One row of the string players seemed to consist of disabled people, some with Down’s syndrome, it looked like, others deformed or odd in other ways, with open mouths, and gazes rapt to the point of glassiness. All the players appeared to be transported by the joy of creating music. It looked like this was the high point of their week, even their reason to live. Or possibly just a nice thing, a fun hour. He had no way of knowing. But his mother had made him take saxophone lessons and play in the school band, a very unsuccessful and brief experiment, thoroughly unpleasant except for the playing of the instrument itself, which, when in his room alone, he had liked. And now he found he wanted to try one of the panpipe things.
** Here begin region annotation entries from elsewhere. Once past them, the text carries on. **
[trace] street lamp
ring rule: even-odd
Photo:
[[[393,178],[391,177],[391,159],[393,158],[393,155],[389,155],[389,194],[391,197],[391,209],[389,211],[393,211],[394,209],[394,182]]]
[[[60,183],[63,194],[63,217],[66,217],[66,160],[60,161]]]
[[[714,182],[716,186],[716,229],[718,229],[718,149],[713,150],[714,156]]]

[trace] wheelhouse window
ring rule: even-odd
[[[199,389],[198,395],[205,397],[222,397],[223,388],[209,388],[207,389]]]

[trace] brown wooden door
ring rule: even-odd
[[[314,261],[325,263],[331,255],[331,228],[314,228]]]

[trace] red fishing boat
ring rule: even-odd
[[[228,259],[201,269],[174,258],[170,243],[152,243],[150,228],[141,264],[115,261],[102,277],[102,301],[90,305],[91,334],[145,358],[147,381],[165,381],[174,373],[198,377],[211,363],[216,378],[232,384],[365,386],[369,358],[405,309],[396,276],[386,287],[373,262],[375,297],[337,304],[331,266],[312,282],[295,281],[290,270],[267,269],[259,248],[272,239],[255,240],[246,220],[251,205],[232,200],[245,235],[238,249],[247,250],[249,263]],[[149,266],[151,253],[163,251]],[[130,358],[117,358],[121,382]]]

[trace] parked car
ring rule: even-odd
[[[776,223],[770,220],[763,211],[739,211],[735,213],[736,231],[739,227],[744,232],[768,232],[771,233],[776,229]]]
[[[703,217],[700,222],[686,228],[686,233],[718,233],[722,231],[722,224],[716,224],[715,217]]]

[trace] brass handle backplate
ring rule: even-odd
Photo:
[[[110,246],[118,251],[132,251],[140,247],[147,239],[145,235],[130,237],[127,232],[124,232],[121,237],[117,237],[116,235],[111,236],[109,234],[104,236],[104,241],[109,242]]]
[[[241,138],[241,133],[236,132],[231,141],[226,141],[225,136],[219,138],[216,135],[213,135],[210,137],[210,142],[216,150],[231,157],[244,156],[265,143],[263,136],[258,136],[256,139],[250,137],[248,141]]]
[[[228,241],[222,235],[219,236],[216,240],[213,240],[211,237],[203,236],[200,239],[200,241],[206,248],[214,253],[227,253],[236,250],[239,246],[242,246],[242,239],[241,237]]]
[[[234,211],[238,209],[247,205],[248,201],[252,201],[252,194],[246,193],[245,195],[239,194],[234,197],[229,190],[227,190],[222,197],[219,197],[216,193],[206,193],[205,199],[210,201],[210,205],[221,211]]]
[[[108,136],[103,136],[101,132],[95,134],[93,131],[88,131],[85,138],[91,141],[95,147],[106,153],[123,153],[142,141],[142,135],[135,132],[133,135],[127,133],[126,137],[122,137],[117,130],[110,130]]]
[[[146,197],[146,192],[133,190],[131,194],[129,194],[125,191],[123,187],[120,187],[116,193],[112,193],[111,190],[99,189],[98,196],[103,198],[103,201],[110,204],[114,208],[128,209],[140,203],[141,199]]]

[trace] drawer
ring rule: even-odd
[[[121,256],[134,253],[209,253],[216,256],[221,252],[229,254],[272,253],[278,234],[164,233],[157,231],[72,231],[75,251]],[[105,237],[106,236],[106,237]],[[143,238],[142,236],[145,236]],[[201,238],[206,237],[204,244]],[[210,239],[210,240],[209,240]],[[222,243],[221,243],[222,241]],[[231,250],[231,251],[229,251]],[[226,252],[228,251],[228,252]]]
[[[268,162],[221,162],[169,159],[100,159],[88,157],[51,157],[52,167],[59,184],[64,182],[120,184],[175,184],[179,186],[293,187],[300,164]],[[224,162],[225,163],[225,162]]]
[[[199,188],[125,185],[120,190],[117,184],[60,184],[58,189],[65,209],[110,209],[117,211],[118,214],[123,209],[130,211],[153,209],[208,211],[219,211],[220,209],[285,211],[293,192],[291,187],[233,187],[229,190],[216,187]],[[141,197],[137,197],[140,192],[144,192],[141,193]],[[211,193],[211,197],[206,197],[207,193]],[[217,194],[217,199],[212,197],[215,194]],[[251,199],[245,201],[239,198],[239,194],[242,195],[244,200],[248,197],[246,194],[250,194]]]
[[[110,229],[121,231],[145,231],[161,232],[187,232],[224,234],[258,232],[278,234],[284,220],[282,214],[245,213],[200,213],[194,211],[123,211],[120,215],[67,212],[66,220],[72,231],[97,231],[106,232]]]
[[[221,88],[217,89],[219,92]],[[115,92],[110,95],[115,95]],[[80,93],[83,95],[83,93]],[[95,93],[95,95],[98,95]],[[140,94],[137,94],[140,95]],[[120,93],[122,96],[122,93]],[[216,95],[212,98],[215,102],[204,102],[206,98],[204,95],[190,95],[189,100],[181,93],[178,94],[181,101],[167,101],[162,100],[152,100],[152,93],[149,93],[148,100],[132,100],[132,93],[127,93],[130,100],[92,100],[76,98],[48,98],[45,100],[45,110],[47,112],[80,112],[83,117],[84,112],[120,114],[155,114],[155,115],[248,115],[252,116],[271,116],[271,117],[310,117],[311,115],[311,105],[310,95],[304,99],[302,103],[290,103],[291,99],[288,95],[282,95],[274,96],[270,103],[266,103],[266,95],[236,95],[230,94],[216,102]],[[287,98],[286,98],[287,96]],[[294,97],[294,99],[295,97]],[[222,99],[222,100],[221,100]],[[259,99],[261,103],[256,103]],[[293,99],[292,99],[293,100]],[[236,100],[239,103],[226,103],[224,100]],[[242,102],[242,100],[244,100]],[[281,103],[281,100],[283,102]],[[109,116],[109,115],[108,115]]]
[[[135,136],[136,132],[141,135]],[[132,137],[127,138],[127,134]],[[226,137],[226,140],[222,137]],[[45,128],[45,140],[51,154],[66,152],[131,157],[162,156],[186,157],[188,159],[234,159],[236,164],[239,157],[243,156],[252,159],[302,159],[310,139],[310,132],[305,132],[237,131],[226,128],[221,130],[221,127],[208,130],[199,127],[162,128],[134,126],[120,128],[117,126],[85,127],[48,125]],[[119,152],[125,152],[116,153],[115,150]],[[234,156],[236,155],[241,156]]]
He wanted to be able to play it like one of these players, or like John Coltrane would have played it. He studied the disabled players in their musical ecstasy. He could feel in his facial muscles that the expressions on their faces were like those on his own face when he was feeling good about something. He only had to give in to it, to release his resistance to it, and those same expressions would be on his face—when he relaxed, or felt happy, or even right now—that was his look, right there before him to be seen. His cheeks burned with some strange mixture of shame and affinity. He was so often amazed or stunned, so often moved by simple things, obscure things. He was more like these musicians than he had ever been like the people in his own hometown. As he felt the truth of that he clutched Qi’s hand. He was a stranger in a strange land. With his free hand he wiped away tears falling unexpectedly from his eyes.